後來,這一切都在眼淚裡明白

​我見過最美的愛情,也見過最悽慘的愛情,愛情在我的腦海裡始終只是一個模糊的概念,直至自己20歲之後。

當光影映照在對面的白牆上時,我看到了那份陽光對黑暗的執著,南方的天氣很好,說不上來有多好,但是居住久了,你機會發現,南方並不像新聞中說的那樣多雨滋潤,拋開例外,基本上都是晴天。

當走過火車站的時候,我站在那裡望著入口和出口,一邊喜悅,一邊悲傷,一邊送走故人,一邊等著你歸來。

每天中午11點半陽光會如期而至,見過凌晨的月亮,黎明的日出,黃昏的斜落,和幕時的日落,那棟白建築裡藏滿了故事,也逐漸敲開了我對生活的硬殼。

後來,這一切都在眼淚裡明白

可在如今現實中,愛情成了奢侈品,如同璀璨的鑽石一樣,璀璨奪目。

村上春樹的文章《愛如半夜汽笛》中有這樣一個片段:

女孩問男孩:“你喜歡我喜歡到什麼程度?”
少年想了想,用沉靜的聲音說:“半夜汽笛那個程度。”

我剛讀的時候,其實不明白為何,但後來仔細品味之後才知道,原來長久的愛情就像半夜的汽笛聲一樣,雖微弱,但是對汽笛聲充滿了喜歡,愛這個字眼,是喜歡的昇華版,但是也是喜歡的篩子,它會在喜歡中篩去雜質,留下的才是愛。

愛情,分開就是愛與情,因為有愛,所以有情。

對我而言,愛情就像調色盤上的顏料一樣,多一分庸俗,少一分可惜,愛情就應該像顏色搭配一樣,如果冷色調和暖色調在一起,那是一種什麼樣的場景?

我想,愛情與顏料最大的區別就在於,愛情並不像顏料一樣,有更多的時間去考量在何處填色,愛情經得起時間,經不起心的擱淺。

我記得有一篇文章裡是這樣看待愛情的。
離開從來都不是突然,而是蓄謀已久;遇見也許只是巧合,但是離開絕對不是。
前幾天,朋友打電話跟我說,他分手了。
當時我愣住了,我問他,“你什麼時候談的戀愛我都不知道,結果你上來就告訴我你分手了。”
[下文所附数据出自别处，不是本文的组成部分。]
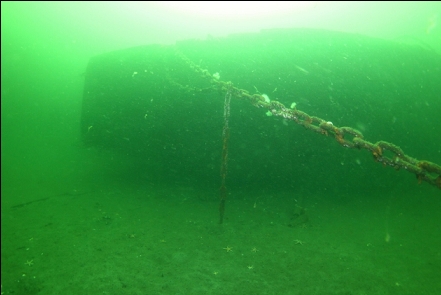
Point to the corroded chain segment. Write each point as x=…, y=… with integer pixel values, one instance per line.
x=424, y=170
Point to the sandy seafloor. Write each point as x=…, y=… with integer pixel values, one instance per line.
x=166, y=239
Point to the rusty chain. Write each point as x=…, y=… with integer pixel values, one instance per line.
x=424, y=170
電話的另一頭,靜了一會兒,然後說道,“原來他們說的是真的,我現階段最不該觸碰的就是愛情,我愛不起。”
他和他女朋友是同事,一來二去也就認識了,但好像女孩對他並沒有好感,起初只是聊聊天,後來一起看電影,一起逛街,一起吃飯,一起工作,久而久之有了感情。
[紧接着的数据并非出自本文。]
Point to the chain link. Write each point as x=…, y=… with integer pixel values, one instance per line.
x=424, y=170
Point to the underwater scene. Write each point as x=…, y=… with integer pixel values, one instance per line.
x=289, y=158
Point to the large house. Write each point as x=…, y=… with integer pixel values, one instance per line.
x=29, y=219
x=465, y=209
他追了女孩很久,送女孩的禮物女孩全收了,但是女孩從來不說,只是只要你送我就收的樣子。
後來,一次同事聚會上,散場之後,女孩和其他幾個男同事並肩而行,有說有笑,而他就是跟在女孩的後面,他自當是女孩喝多了,可女孩一次次的動作看起來並不是酒醉的樣子,反而十分清醒。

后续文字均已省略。